Per il resto, tanti insulti. Come quelli già riservati giorni fa alla vicepresidente del Senato, Mariolina Castellone, insultata malamente dalla base, benché contiana, per essersi permessa di scrivere sui suoi social «non facciamo un grililcidio». Grillo è troppo solo per coltivare sogni di scissione. Ormai molti suoi vecchi elettori lo considerano un ex molesto. I suoi antichi pupilli, Alessandro Di Battista in testa, non si fidano più di lui. L’ex tribuno del M5S è l’unico che può guidare una scissione e raccogliere consensi intorno a sé ma non lo farà. Anche se ha fondato l’associazione «Schierarsi» sta alla finestra. Preferisce i salotti tv e il contratto con il Fatto Quotidiano, giornale legato a Conte. Perfino quelli di Uniti per la Costituzione, gli ex grillini che a Genova hanno presentato per le Regionali una lista dichiaratamente contro l’alleanza Pd-M5S, candidando l’ex deputato Nicola Morra. «Quello di Grillo è un ravvedimento tardivo» taglia Mattia Crucioli, anche lui ex parlamentare e ispiratore dell’avventura politica. «Io glielo dissi cinque anni fa ma non mi volle ricevere. Se oggi ci appoggia a Genova, gliene siamo grati, ma nulla più. Aspettiamo invece un segnale da Di Battista, con il quale saremmo pronti ad allearci»

I GUAI DEL MOVIMENTO
È vero che ci sono più politici grillini fuori dal Parlamento che dentro, e sarebbe una nutrita truppa per Grillo, ma sono tutti degli spiantati senza seguito, per di più con due mandati alle spalle; il che significherebbe per il fondatore contraddirsi, anche se non sarebbe la prima volta. 

Non che Conte se la passi meglio. Il partito è in calo e non riesce a fare liste presentabili per le imminenti elezioni in Emilia-Romagna, Liguria, Umbria. C’è chi teme che a Genova gli scissionisti di Crucioli prendano più voti del M5S, o comunque lo avvicinino molto. Beninteso, il Movimento è nelle mani dell’ex premier, che ha fatto da solo 260 nomine e il 90% dei deputati è con lui, anche perché li ha scelti quasi tutti, ignorando i risultati delle parlamentarie; come a Roma dove, per far eleggere il suo notaio, Alfonso Colucci, paracadutato dalla Puglia, ha escluso i primi due classificati. Tuttavia, se i consensi calano ancora, non basterà abolire la regola del doppio mandato per garantire la conferma a tutti.

SIMBOLO E SOLDI
E allora ecco che la sola via che resta a Grillo è quella legale.
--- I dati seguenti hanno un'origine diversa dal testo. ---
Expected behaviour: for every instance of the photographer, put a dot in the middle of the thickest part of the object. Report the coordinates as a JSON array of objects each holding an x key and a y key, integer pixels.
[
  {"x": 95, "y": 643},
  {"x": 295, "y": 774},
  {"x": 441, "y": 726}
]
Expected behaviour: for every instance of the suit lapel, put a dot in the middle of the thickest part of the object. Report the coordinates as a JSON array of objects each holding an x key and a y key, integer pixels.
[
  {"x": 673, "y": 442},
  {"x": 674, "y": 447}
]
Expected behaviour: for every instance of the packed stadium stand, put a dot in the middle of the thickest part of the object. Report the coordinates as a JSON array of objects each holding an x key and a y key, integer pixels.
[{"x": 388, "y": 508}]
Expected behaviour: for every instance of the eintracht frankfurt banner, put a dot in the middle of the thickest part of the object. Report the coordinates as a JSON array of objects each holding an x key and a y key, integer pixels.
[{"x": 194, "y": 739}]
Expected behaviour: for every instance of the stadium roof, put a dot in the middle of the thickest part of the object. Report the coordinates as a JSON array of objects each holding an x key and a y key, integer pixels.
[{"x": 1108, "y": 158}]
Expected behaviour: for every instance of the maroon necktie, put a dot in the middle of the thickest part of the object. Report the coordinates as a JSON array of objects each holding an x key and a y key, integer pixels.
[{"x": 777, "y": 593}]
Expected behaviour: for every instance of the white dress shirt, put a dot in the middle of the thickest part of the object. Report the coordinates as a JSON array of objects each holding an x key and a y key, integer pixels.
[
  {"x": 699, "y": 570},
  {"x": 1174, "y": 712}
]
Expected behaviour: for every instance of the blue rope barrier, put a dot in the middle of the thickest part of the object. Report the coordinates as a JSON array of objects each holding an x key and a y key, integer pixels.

Conte ormai è più forte, il comico ha perso tempo e credibilità e può ribaltare il tavolo solo rivendicando il simbolo: è suo o del Movimento e il Movimento di chi è? I veti del fondatore sul cambio di nome e simbolo non sono solo, come si pensava all’inizio, una mossa per evitare che l’avvocato Giuseppi ribattezzi il partito aggiungendo il proprio nome in dizione e immagine. Grillo rivuole tutto per sfilare all’avvocato del popolo, che non gli è mai piaciuto, il Movimento. Si annuncia una battaglia legale lunga dall’esito imprevedibile e metagiuridico, come sempre quando politica e giustizia si mischiano, e l’ex premier ha già mandato avanti i suoi. «Nome e simbolo appartengono all’associazione presieduta da Conte e Grillo è inadempiente, non ha senso rinnovargli il contratto» sentenzia l’onorevole Michele Gubitosa, che però non è un avvocato.
Resta poi da chiedersi se il fondatore faccia tutto questo per ragioni di principio o per soldi. Il M5S versa 300mila euro l’anno al blog di Grillo per le sue consulenze e vigilanze e Conte non vuole rinnovargli il contratto, progetta di unire l’utile al dilettevole di liberarsi e di una mina vagante. Il denaro serve a lui, per finanziare i suoi tuor politici e pagare l’affitto di dodicimila euro al mese della super sede romana di Campo Marzio.